Mr. Smith went out for track at Cedarville, a Baptist, evangelical university, even though he was relatively new at it. As a sprinter in the 100- and 200-meter events, his times were relatively slow. “He was a good kid to have on the team, but he was involved in so many other things on campus,” former track coach Elvin King said. “Track wasn’t his main thing.”
His career appeared to be further hampered when he hurt his knee playing intramural football. It wasn’t serious, but the injury required some rehabilitation. Mr. Smith hit the weight room and emerged for his senior track season “a totally different sprinter,” Mr. King said, adding that Mr. Smith shaved about a half-second off his time and won the national Christian college championship in the 100 meters.

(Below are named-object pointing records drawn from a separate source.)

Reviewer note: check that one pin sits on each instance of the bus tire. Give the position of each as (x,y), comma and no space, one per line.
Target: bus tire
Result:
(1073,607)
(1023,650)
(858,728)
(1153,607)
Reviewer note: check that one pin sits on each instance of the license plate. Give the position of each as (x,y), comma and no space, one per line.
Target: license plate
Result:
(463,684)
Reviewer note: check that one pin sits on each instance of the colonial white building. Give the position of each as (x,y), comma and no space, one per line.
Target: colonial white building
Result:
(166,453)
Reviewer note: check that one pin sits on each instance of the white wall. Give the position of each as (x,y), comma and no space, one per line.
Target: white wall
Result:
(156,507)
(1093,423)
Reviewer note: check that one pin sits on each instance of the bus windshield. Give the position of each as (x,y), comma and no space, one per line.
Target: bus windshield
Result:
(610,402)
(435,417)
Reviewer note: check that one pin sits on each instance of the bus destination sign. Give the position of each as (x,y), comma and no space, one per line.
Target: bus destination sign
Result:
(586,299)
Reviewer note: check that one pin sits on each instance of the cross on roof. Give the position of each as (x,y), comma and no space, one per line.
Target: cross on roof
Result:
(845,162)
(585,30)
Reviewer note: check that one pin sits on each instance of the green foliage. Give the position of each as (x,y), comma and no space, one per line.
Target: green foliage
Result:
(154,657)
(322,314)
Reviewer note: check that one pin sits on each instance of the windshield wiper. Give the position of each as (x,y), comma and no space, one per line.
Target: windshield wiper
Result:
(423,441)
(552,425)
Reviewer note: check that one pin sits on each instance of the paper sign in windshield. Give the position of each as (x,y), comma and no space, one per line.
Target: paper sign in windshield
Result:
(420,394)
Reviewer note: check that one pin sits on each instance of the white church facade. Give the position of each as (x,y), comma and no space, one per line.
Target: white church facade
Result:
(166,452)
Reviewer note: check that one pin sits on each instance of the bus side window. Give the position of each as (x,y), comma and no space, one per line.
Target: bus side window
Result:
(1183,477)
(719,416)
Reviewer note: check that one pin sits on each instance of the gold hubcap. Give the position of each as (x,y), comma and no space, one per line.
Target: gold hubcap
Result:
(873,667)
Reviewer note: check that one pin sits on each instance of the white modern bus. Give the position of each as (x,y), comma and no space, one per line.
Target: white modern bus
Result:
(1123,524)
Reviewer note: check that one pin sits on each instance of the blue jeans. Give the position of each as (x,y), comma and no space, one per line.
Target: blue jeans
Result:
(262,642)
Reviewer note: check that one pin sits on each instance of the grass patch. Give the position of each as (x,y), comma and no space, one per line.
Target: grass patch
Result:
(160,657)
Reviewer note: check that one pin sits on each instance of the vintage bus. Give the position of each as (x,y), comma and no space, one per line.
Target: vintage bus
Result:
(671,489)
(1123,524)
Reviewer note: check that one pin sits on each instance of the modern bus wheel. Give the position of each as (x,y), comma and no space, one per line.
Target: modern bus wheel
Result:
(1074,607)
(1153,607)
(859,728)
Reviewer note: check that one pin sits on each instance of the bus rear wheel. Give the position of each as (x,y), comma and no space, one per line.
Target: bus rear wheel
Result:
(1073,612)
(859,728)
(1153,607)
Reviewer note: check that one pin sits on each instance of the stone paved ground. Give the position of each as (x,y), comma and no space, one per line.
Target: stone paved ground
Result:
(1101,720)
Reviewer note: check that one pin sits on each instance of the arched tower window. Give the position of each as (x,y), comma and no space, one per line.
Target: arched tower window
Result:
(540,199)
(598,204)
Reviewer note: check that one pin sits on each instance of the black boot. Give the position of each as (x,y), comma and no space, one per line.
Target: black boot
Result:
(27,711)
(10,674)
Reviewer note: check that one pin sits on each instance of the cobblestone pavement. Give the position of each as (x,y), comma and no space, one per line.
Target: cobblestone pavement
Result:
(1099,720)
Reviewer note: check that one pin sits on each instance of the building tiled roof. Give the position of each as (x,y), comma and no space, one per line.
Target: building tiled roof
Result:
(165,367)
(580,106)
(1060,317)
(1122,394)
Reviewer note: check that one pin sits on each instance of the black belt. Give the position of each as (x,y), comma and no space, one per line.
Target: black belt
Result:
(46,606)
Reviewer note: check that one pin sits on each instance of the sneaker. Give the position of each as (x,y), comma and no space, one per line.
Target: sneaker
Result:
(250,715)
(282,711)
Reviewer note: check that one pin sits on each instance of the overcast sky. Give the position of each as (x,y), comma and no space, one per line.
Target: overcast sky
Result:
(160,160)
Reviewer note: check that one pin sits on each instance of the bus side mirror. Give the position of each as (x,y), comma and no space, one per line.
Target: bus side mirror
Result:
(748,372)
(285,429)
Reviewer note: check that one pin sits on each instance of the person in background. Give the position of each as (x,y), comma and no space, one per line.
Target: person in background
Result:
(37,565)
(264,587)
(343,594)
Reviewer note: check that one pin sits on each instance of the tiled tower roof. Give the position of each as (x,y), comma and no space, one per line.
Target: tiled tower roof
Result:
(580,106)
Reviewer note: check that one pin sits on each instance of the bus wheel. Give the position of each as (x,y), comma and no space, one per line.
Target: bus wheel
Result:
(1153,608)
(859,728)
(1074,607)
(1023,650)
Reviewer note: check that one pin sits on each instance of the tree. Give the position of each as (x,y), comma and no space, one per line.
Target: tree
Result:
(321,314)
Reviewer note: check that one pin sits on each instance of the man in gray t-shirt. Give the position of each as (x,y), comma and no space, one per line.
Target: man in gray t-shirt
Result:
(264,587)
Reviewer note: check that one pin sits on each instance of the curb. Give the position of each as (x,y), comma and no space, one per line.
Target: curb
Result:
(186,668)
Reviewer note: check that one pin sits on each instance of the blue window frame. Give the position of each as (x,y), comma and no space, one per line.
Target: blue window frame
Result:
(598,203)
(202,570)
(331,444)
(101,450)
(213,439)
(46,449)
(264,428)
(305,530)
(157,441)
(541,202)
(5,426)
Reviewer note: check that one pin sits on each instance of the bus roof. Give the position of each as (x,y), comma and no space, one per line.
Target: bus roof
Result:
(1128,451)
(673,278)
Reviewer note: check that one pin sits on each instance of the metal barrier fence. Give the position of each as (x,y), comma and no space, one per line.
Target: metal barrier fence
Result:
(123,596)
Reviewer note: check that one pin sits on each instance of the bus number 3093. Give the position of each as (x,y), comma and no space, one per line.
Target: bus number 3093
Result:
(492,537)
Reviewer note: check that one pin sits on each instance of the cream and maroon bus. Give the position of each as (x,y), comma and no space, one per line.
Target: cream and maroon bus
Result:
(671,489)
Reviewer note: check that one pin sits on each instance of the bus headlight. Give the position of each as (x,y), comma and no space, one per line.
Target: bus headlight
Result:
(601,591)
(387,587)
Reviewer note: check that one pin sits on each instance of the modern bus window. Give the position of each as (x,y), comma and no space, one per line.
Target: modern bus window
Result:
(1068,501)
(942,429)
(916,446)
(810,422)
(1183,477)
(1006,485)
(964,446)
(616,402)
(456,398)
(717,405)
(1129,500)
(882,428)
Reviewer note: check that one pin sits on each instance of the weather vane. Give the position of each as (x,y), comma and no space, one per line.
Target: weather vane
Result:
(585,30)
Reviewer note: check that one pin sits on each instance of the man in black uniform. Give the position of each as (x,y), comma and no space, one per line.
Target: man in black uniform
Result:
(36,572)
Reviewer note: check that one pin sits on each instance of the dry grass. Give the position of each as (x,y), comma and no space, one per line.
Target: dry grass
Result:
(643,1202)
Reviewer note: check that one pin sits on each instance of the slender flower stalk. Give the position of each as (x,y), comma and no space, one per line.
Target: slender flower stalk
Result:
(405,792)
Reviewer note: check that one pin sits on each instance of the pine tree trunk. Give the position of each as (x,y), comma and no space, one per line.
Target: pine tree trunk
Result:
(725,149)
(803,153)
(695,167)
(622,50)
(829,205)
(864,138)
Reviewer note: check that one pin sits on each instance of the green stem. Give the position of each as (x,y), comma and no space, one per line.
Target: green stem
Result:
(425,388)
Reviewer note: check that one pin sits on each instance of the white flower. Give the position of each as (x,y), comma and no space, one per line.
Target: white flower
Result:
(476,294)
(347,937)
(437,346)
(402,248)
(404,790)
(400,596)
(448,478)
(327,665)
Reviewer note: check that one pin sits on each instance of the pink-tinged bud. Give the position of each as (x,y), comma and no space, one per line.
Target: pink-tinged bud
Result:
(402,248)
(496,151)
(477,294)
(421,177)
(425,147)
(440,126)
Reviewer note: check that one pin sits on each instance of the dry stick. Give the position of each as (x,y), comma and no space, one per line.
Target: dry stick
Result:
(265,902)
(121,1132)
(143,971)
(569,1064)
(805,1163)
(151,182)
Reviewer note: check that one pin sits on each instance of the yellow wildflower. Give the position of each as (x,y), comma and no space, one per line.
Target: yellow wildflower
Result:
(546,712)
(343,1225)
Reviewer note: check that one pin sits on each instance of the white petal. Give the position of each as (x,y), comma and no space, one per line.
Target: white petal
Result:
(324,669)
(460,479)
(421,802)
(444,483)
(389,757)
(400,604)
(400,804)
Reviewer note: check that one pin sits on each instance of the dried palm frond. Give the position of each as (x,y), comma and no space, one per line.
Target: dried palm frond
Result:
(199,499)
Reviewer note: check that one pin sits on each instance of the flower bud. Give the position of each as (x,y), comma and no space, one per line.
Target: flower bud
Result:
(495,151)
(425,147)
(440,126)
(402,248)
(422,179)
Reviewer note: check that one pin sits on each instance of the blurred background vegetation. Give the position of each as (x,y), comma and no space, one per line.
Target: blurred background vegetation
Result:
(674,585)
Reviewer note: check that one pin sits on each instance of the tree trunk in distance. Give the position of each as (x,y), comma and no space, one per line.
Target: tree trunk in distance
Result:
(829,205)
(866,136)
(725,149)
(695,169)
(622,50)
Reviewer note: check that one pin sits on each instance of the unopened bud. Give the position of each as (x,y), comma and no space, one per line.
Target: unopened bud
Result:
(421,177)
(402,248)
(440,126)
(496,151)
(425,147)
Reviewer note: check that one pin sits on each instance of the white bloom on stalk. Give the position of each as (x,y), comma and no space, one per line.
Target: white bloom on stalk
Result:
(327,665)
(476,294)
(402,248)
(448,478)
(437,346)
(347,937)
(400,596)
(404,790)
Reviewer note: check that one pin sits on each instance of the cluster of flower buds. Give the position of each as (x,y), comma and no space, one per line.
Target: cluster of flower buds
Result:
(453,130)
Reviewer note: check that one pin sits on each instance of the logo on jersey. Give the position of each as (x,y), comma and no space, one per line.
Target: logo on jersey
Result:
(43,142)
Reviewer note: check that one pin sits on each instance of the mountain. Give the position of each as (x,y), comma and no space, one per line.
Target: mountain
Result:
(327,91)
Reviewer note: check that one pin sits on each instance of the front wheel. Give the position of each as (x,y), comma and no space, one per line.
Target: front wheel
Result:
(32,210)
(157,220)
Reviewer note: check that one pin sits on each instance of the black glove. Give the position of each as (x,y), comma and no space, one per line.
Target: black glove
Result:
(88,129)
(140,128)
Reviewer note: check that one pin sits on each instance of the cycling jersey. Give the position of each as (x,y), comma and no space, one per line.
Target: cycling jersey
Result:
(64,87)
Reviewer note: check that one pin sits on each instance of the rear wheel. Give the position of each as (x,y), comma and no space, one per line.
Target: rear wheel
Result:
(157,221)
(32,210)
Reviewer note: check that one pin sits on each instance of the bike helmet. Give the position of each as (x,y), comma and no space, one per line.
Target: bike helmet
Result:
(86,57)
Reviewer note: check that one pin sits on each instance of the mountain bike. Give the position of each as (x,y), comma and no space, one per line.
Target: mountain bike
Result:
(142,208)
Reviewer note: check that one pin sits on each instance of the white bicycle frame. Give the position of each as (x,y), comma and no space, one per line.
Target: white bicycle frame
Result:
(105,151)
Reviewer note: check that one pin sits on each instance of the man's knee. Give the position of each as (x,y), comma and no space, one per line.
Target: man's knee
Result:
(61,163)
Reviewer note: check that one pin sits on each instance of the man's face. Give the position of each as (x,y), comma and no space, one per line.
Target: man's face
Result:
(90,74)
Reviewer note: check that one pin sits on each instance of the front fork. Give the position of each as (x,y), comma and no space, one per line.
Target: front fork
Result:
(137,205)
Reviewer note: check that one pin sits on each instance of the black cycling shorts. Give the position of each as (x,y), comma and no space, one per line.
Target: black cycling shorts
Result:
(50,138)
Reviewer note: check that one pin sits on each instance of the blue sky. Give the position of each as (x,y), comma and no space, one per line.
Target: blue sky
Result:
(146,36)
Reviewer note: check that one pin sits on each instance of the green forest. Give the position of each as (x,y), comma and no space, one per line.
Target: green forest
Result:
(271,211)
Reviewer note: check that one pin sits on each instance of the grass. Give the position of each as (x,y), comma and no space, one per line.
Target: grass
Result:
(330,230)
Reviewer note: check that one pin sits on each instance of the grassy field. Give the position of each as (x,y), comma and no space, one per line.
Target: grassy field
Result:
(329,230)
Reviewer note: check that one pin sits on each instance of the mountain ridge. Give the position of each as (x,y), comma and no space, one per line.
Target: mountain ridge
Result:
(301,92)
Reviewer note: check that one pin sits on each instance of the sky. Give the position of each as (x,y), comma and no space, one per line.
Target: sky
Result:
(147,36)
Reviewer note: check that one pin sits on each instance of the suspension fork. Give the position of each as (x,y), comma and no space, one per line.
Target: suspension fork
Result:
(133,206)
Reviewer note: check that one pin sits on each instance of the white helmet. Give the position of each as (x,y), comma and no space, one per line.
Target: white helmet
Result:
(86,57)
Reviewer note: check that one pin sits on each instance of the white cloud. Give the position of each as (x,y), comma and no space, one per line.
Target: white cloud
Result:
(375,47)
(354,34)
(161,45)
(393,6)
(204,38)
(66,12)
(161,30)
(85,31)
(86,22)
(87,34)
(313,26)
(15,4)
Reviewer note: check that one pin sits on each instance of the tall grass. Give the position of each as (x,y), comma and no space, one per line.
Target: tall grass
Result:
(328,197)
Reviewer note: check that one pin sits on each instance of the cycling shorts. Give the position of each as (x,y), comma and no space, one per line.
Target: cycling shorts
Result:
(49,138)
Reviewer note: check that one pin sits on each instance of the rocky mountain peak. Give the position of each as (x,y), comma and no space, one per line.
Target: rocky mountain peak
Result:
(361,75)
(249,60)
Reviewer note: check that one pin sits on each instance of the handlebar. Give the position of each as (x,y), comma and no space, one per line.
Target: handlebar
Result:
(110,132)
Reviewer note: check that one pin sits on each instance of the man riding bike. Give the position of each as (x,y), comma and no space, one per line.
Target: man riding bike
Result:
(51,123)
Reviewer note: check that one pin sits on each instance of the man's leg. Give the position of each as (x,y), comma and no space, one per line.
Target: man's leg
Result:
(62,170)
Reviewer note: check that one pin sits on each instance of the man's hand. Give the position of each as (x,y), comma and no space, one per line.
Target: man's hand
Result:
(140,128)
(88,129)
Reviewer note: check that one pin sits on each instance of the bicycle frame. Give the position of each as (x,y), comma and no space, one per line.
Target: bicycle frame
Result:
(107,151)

“Once he set his mind to it, he was a very accomplished sprinter, compared to where he was when he came in,” said Mr. King. “He probably determined ahead of time he was going to make his senior year successful. … He did an incredible job.”
Cedarville’s enrollment numbered about 2,000 with only about 20 black students when Mr. Smith arrived, said David Ormsbee, the admissions director at the time. Yet Mr. Ormsbee said Mr. Smith adapted so well to unfamiliar surroundings, and was so popular, that he was elected class president. “He’s a colorblind kind of guy,” Mr. Ormsbee said. “He told me he was raised in a fully integrated environment, but that people were people.”
Mr. Smith joined a men’s organization (not a fraternity), Pi Sigma Nu. “It was a selective group,” said Mr. Ormsbee, now an associate vice president at Cedarville. “Guys who marched to a little bit of a different beat, so to speak, and were energetic.
“They wanted to get the most out of life, I would say. The theme of the group was body, mind and spirit. Each term, they worked on goals that would help them develop mentally, physically and spiritually. It was a great group to be part of.”
Now Mr. Smith is part of another group, with a difficult task ahead.
“He’s got a lot of personality,” Mr. Jones said, “But he’s very disciplined and focused. If the owners want to throw down against the players in the court of public opinion, they will lose.”